Nigdy nie podejmę decyzji, która będzie działała na niekorzyść klubu. Wszystko to, co robię wynika z miłości do Barcelony. Potrzebuję porządku i dyscypliny.
Zespół przechodził okres, w którym nie wszystko było tak profesjonalne, jak być powinno. Teraz nadszedł czas, żeby to zmienić. Byłem częścią tego klubu przez wiele lat i wiem, jakie błędy zostały popełnione. Będę was bronił aż do śmierci, ale zarazem będę wymagał od was tego, czego wymagają ode mnie.
Tylko o to was proszę. Nigdy nie zrobię awantury, tylko dlatego, że straciliście piłkę albo kiedy popełnicie błąd i to będzie kosztować nas stratę bramki. Chcę jednak pełnego zaangażowania. Wybaczę wszystko, ale nie to, że będziecie grać bez serca.
Nie proszę o wyniki, ale o wydajność. To jest Barca, panowie, to jest to, o co proszą mnie i o co proszę was. Temu klubowi trzeba oddać wszystko. Jeden piłkarz nic nie znaczy. Potrzebuje innych dookoła. Wszystkich, którzy są w tej sali.
Wielu z panów mnie nie zna, dlatego w ciągu najbliższych dni będziemy się poznawać, żeby stworzyć rodzinę. Jeżeli ktokolwiek ma jakiś problem, zawsze jestem do dyspozycji. Nie tylko w kwestiach sportowych, ale także osobistych czy rodzinnych. Jesteśmy po to, żeby sobie pomagać. Między nami nie ma żadnych granic i żadnych różnic. Jesteśmy jednym ciałem. Nie robimy podgrup, bo to zabija ducha zespołu.

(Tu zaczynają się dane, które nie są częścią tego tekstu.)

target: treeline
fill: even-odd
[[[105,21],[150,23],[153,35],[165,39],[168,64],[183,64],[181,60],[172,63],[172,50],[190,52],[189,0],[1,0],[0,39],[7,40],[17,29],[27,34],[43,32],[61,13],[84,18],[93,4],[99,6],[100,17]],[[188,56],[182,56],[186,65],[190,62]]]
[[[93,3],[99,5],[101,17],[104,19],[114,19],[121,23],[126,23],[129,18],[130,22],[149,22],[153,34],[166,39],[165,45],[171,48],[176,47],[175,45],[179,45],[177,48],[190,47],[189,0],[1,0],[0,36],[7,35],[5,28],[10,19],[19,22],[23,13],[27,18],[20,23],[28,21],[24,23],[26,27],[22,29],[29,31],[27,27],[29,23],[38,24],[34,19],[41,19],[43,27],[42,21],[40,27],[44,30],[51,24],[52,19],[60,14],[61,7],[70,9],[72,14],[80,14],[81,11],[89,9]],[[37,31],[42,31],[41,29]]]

Zawodnicy w tej sali są bardzo dobrzy. Jeżeli czegoś nie wygramy, to będzie to nasza wina. Wszyscy przechodzimy kryzys, ale nigdy nic nie ma prawa wydostać się do prasy. Nie chcę, żeby ktoś był przyczyną wojny.
Miejcie wiarę we mnie. Jako były piłkarz Barcelony byłem na waszym miejscy i wiem, przez co przechodzicie.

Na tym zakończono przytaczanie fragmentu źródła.